By Warwick McFadyen
Imagine a mountain no one can climb. Imagine a river no one can cross. Imagine a road that goes on forever. Imagine mountain, river and road are the one thing. This is not an impossibility. The proof is in a body of work that stretches back 60 years. It is a legacy beyond eclipse.
One artist carries these multitudes. Bob Dylan. It’s his birthday today. Light 80 candles.
Some artists shoot across the sky like comets, then fade out; some are one-hit wonders, some are one-album wonders, some belong to their time. A very few belong to all time; they encapsulate time out of mind, that is, they transcend.
Dylan transcends. He wrought a revolution in songwriting. He took in the air Woody Guthrie breathed, he reached down into the classics of literature, he brushed the shoulders of bluesmen and rock and rollers, he absorbed the colours of the times, and then he got to work. He set up his own canvass and started painting. Not all were masterpieces, of course, but enough were. He put literature into the lyric. He wrote songs on a typewriter. There’s too many to mention here, but one will do: A Hard Rain’s A-Gonna Fall, written when he was 21. It’s a tour-de-force of imagery and poetic tension, which works purely as words on a page, but he sings it, too. As songwriter Shane Howard has said, “He gave jobs to us all.”
From this distance it is easy to mark the revolution. There had been no one like him before, when from the early sixties he smashed down the walls of what was expected in a song and instead showed what was possible. As in the manner of a messiah, he was asked, even demanded of, to wear the garb of others’ expectations. This was an impossibility. The core driver, of course, was this, he was an artist, he didn’t look back. “Life isn’t about finding yourself, or finding anything. Life is about creating yourself, and creating things,” he has said. Or as he sang, He not busy being born is busy dying.
And from those iconoclastic days, he has continued down through the decades to this point in time, winning and losing fans as he went. A songwriter who is also a Nobel Laureate of Literature.
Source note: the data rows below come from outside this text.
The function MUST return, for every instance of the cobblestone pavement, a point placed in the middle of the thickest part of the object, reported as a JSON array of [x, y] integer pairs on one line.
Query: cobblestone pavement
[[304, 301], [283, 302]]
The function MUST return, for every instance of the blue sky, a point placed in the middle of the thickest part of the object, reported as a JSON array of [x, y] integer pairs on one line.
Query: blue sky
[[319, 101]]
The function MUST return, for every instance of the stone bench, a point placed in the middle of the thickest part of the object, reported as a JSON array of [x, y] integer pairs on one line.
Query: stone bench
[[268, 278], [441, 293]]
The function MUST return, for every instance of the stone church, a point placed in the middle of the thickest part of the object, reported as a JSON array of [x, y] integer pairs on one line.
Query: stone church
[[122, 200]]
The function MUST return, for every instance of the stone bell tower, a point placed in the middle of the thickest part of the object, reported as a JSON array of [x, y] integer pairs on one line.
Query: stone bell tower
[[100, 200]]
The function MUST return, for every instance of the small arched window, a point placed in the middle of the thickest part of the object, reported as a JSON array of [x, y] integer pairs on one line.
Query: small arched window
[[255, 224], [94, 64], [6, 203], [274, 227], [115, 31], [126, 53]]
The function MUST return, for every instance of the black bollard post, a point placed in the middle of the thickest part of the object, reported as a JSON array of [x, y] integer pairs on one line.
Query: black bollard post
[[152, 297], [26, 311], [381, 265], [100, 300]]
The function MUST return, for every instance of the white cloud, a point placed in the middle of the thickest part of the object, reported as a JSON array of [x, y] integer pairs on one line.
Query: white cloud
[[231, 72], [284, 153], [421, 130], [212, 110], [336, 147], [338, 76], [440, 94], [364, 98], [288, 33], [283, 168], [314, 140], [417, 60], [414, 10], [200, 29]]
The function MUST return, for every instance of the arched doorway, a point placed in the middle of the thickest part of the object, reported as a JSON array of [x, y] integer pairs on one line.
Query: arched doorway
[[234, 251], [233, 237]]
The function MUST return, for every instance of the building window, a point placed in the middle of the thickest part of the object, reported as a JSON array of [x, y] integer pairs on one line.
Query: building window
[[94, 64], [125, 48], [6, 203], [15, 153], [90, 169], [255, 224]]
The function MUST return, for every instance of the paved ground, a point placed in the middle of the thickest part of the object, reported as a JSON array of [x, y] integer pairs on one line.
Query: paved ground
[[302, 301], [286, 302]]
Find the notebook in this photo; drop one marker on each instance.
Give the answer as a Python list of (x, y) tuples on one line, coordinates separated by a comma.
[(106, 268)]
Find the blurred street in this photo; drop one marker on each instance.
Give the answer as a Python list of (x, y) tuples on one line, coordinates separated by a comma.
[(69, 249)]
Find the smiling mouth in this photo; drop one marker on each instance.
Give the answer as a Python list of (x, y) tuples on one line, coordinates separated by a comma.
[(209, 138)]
His contemporaries have all fallen by the side of the road. Taken over more than half a century, the well within just doesn’t run dry: from the protest songs, including the great anti-war song ever Masters of War to Like a Rolling Stone to All Along the Watchtower, to Tangled Up in Blue, to Hurricane to Gotta Serve Somebody to Ring Them Bells to, well through to Rough and Rowdy Ways his 39th studio album. It was released last June and went to No. 1 in many countries, No. 2 in Australia. The panoramic Murder Most Foul from it comes in at a tic under 17 minutes, just like the old days.
What are your songs about Mr Dylan? To ask the question is to miss the point. They speak for themselves. The magic is that they can speak to you, as well. They resonant, like a chime struck within the soul. What are you about Mr Dylan? To ask the question is understandable. People want to know the person, and there’s enough words written about Dylan to build a bridge to the moon. But in the end it is secondary to the art.
The arc of Dylan’s work can be seen to be built on this quote: “If you try to be anyone but yourself, you will fail; if you are not true to your own heart, you will fail.”
This is also the creed of an artist. This is Bob Dylan. Happy birthday Bob.